Case studies

Case study · Ethiack · Research report · UK FinTech launch

Ethiack lands City AM and Yahoo on a UK FinTech report

Summary

Ethiack needed a door-opener into a new geography. The Portuguese ethical-hacking platform was entering the UK market and wanted a single research asset credible enough to carry the brand into UK financial press without hiring a local PR firm to write it.

We produced the UK FinTech Digital Exposure Report, a data-led scan of 788 UK FinTech companies and 56K+ exposed digital assets. The report surfaced that 43% of FinTechs expose server software type and version in HTTP headers (reconnaissance goldmine), and ~20% use outdated or misconfigured SSL certificates. City AM and Yahoo Finance ran the story. Two supporting blog posts on the Ethiack Blog set up the angle and the UK launch.

Challenge

Entering a new geography as a foreign security vendor is hard. UK financial press does not cover Portuguese ethical-hacking platforms out of courtesy, and UK FinTech security teams have plenty of local vendors to call before they take a call from Lisbon. Ethiack needed a reason to be interesting, not a vendor-of-the-week pitch.

The research had to solve two problems at once: demonstrate that Ethiack's platform finds real exposure at scale, and give UK business press a fresh story angle they could quote without rewriting. Most vendor "state of industry" reports fail the second test because the methodology is too thin to withstand a journalist checking the numbers.

And it had to land without PR filler. Editorial copy that opens with "as leaders in the ethical hacking space, we are thrilled to announce" gets spiked by every tier-1 editor who reads the first line. The copy had to do the proving and stay out of its own way.

Approach

We wrote a data-led report. Ethiack's platform scanned 788 UK FinTech companies across 56K+ digital assets (websites, servers, cloud services) and produced ground-truth findings on exposure posture. The write-up surfaced the specific numbers: 43% exposing server software, ~20% with expired or misconfigured SSL certificates, and the implication for reconnaissance-led attacks.

The editorial package was structured for tier-1 financial press, not security trades. City AM and Yahoo Finance readers are not ingesting CVE numbers; they want to know which financial services companies might be carrying a cyber risk and what "cyber risk" actually looks like in plain English. The copy gave them pull-quotes ready to lift, plus a quotable line from Ethiack's CEO on the lock-and-key metaphor for HTTP header exposure.

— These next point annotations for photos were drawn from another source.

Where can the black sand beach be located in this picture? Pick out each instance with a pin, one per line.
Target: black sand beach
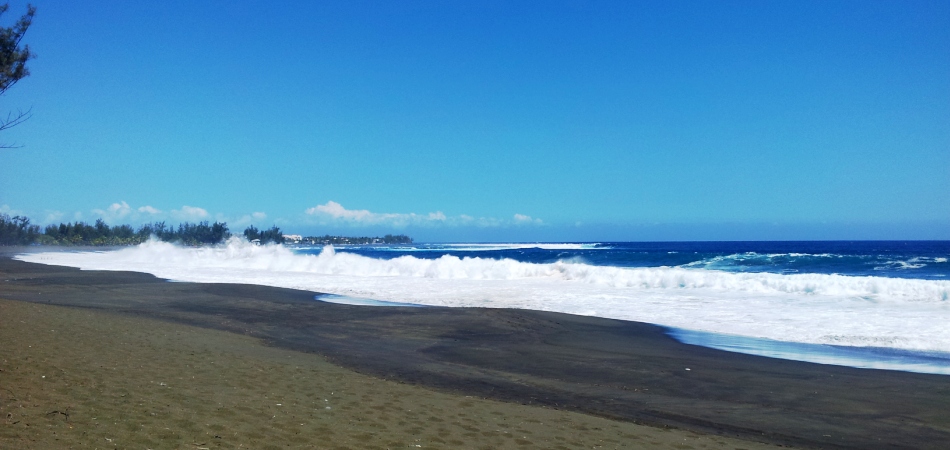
(624, 371)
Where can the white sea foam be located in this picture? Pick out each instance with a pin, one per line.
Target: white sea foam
(810, 308)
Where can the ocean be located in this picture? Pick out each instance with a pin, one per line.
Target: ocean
(877, 305)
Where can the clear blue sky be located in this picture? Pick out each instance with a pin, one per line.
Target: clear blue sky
(482, 120)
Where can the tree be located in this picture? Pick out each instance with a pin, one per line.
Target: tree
(13, 60)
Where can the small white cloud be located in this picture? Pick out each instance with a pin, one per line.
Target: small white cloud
(253, 218)
(114, 212)
(190, 213)
(53, 217)
(521, 219)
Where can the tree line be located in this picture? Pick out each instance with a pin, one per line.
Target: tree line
(363, 240)
(18, 230)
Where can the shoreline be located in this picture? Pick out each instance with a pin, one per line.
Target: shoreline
(626, 371)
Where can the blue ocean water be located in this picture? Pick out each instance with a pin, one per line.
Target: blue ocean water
(921, 260)
(926, 260)
(862, 304)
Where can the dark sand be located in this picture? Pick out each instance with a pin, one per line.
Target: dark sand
(626, 371)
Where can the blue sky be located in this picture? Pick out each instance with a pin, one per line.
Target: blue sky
(483, 120)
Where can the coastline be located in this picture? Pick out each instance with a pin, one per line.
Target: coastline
(627, 371)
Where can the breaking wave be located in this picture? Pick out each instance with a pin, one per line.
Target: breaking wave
(811, 308)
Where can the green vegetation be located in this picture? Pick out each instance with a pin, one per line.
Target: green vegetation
(18, 230)
(272, 235)
(342, 240)
(81, 233)
(13, 60)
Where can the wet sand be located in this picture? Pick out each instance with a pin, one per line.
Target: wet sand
(523, 362)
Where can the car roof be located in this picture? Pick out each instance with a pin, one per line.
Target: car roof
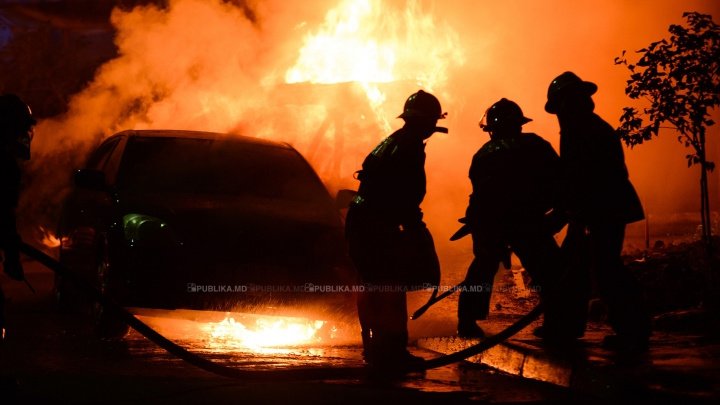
(176, 133)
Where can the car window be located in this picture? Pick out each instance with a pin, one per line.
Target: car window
(101, 155)
(229, 167)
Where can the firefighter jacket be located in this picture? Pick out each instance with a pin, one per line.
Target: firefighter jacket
(392, 179)
(515, 182)
(595, 184)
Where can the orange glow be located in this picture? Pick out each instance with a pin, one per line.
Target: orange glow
(258, 333)
(367, 42)
(330, 76)
(49, 239)
(221, 332)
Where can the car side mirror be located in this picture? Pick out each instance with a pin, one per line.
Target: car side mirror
(344, 197)
(90, 179)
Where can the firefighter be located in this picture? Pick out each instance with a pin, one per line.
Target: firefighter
(514, 184)
(598, 200)
(388, 241)
(16, 133)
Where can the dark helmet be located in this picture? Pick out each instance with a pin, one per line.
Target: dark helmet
(16, 124)
(564, 84)
(504, 113)
(422, 105)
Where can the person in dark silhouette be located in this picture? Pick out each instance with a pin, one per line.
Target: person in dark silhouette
(514, 184)
(598, 200)
(388, 241)
(16, 133)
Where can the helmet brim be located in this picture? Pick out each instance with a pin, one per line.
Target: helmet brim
(587, 88)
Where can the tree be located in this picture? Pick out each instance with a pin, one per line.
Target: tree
(680, 79)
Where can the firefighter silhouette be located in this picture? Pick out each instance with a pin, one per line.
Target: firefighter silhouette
(514, 184)
(388, 241)
(16, 133)
(598, 200)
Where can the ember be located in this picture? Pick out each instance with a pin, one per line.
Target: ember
(266, 331)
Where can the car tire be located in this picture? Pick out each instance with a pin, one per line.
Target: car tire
(107, 324)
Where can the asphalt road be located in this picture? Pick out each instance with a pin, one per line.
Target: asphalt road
(53, 357)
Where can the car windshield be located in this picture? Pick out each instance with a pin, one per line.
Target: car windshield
(227, 167)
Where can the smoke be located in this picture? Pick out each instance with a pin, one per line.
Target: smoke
(221, 66)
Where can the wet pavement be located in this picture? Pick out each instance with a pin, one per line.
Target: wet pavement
(55, 357)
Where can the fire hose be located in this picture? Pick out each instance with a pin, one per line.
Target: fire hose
(297, 373)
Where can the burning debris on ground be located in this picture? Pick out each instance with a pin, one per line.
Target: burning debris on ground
(326, 77)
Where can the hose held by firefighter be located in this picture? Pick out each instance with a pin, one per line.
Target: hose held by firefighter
(514, 185)
(389, 243)
(598, 200)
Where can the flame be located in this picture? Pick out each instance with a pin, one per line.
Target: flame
(261, 332)
(49, 239)
(368, 42)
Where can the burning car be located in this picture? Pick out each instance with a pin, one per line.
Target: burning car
(196, 220)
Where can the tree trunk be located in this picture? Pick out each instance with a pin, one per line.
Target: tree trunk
(705, 217)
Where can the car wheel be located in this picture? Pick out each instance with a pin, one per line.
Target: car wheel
(68, 298)
(107, 324)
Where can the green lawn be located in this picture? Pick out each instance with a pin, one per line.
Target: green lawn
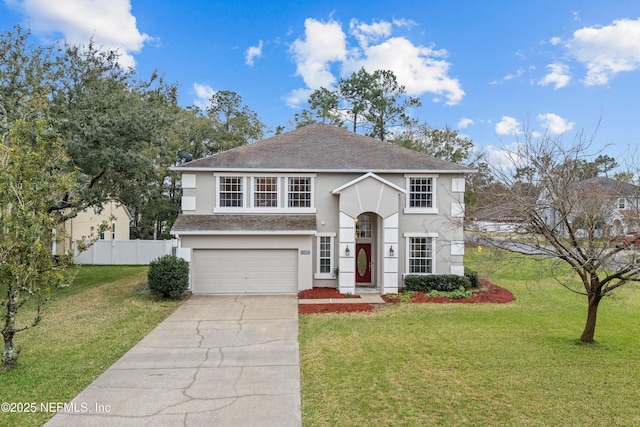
(519, 364)
(85, 329)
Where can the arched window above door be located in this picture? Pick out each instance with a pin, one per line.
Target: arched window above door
(363, 227)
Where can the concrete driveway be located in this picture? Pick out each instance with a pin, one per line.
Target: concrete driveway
(215, 361)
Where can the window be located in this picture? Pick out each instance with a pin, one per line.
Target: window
(622, 203)
(265, 192)
(231, 192)
(299, 192)
(363, 227)
(420, 255)
(420, 192)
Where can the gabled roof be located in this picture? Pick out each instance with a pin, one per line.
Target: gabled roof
(614, 187)
(244, 224)
(363, 177)
(322, 147)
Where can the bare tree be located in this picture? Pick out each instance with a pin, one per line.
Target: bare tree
(569, 218)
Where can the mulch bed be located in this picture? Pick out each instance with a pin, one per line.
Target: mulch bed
(488, 293)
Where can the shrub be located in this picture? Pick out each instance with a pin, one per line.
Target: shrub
(168, 276)
(472, 276)
(436, 282)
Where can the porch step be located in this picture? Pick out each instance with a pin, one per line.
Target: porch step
(364, 299)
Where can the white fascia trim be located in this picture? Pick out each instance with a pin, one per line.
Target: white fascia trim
(420, 234)
(246, 233)
(365, 176)
(312, 172)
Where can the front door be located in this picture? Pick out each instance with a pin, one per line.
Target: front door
(363, 263)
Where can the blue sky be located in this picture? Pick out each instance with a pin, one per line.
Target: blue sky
(490, 69)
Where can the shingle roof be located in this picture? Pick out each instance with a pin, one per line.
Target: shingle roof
(322, 147)
(238, 223)
(614, 187)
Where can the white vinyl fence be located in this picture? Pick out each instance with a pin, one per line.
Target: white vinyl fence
(104, 252)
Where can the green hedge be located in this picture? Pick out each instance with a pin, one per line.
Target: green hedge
(168, 276)
(436, 282)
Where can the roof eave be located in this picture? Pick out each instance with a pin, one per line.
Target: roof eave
(298, 170)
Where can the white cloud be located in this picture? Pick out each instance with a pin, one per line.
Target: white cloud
(555, 124)
(508, 126)
(504, 158)
(324, 43)
(464, 123)
(297, 97)
(202, 93)
(420, 69)
(367, 33)
(608, 50)
(515, 75)
(109, 23)
(254, 52)
(559, 76)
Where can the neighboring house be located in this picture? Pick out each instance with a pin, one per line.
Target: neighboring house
(295, 210)
(497, 219)
(87, 223)
(615, 204)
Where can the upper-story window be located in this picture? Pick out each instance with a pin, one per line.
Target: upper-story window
(420, 192)
(262, 193)
(299, 192)
(265, 192)
(231, 191)
(622, 203)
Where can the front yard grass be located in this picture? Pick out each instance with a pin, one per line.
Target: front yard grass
(85, 329)
(516, 364)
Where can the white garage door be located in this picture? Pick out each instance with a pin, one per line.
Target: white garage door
(237, 271)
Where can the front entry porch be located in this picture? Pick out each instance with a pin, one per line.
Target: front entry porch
(369, 236)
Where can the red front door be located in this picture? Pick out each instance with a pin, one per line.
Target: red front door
(363, 263)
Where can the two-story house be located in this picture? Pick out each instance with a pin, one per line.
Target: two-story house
(609, 205)
(319, 206)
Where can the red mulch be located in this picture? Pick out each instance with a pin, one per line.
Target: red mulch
(488, 293)
(323, 293)
(333, 308)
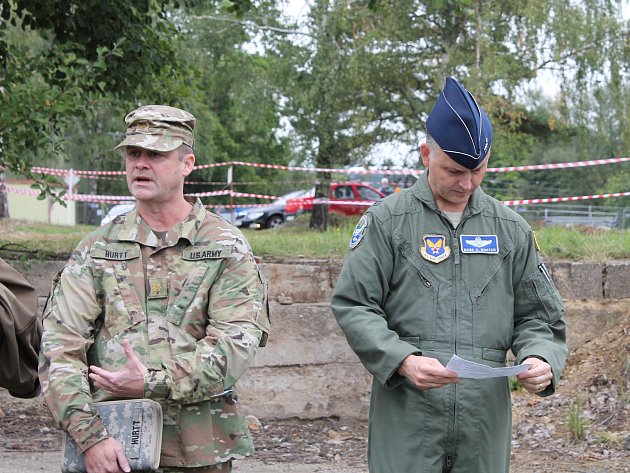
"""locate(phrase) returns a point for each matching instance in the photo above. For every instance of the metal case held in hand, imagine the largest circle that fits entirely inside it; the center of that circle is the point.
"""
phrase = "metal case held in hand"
(135, 423)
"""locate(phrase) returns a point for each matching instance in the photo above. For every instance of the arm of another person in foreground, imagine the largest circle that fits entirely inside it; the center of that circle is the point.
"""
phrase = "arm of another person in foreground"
(20, 334)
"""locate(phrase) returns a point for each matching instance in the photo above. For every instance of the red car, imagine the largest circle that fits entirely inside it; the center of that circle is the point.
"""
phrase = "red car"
(363, 194)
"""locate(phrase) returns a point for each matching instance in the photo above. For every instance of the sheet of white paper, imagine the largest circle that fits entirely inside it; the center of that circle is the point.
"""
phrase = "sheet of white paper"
(470, 369)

Supporting blog posts on the Ethiack Blog (AI-Backed Hackers Are Targeting FinTech and Get Hacked by the Right People: Ethiack Enters the UK) set up the narrative before the report dropped and carried the UK-launch message for the existing Ethiack audience.

Ethiack homepage
Figure 1: Ethiack homepage, captured April 2026.

Results

City AM ran the story (A third of UK FinTechs put customer data at risk of cyber attack) with Ethiack's CEO quoted on the specific lock-and-key metaphor. Yahoo Finance ran the City AM piece via syndication, pulling UK financial services readers who do not typically see Ethiack content. Financeday.co.uk and UPTEC (Ethiack's incubator portfolio) also picked up the findings.

For Ethiack's UK launch, the report translated directly into GTM leverage. Sales reps had a single URL they could send UK FinTech prospects that did more work than a deck, and UK editors had a source they could call for follow-up commentary as fintech cyber stories evolved.

Qualitatively, it answered the geography question. A Portuguese vendor with a UK-specific research asset that UK business press respects is not a Portuguese vendor anymore; it is a vendor that understands the market it is entering.